Oatly and Kids of Immigrants launch barista workwear capsule honoring café workers
Oatly and Kids of Immigrants turned dozens of barista interviews into a four-piece capsule, led by a $165 canvas chore jacket with a towel-sized hammer loop.

Oatly and Kids of Immigrants made a pointed bet on the service industry’s new style language: workwear that does a job first and still looks good after a shift. Their Pour Into Others capsule, announced in January 2026, was built from interviews with dozens of baristas and roasters around the world, then translated into a four-piece cut-and-sew drop that includes a work jacket, snapback hat, messenger bag and dishcloth set with towel.
That is what makes the project land somewhere between branded merch and a serious design case study. The strongest piece is the jacket, priced at $165, which comes in natural canvas with an orange lining, oversized pockets and a hammer loop sized for a dish towel. The messenger bag, listed at $85, carries the same “Hey Barista this is for you” interior label, while the hat is set at $40. Those details matter. They move the capsule away from souvenir territory and toward the kind of practical, visible utility that has made workwear one of fashion’s most reliable collab lanes.
Kids of Immigrants, the Los Angeles label founded in 2016 by Weleh Dennis and Daniel Buezo, framed the project as a response to real café life rather than a generic coffee-shop aesthetic. The campaign featured actual baristas working in Los Angeles and New York, which gives the collection a cleaner point of view than the usual logo-heavy hospitality drop. Oatly, for its part, said the idea came from an internal conversation about creating workwear for baristas and, more broadly, for people who appreciate good style. The company also called itself “madly in love with the coffee community and the brilliant people who keep it humming.”

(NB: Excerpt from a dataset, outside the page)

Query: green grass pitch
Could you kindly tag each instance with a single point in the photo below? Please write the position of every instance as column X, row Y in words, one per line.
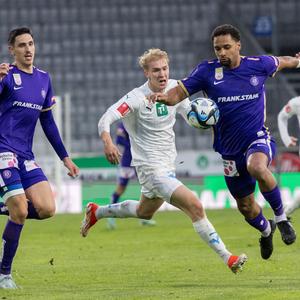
column 168, row 261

The collaboration also fits neatly into Oatly’s broader coffee-community playbook. The brand has already used projects like Hey Barista magazine and barista education initiatives to deepen its presence in café culture, and Pour Into Others extends that strategy into product. This time, though, the result feels more considered than promotional: a chore jacket built for aprons, towels and long shifts, a bag that looks ready for a train ride home, and a palette that keeps the whole thing wearable off duty.

Profits from the capsule will be donated to Inclusive Action, the Los Angeles nonprofit that centers immigrant workers and families and advocates for fair working conditions, living wages and economic mobility. That is the line that gives the drop its real edge. In a market crowded with café-core branding, Oatly and Kids of Immigrants found a way to make a uniform that speaks to the people who actually wear one.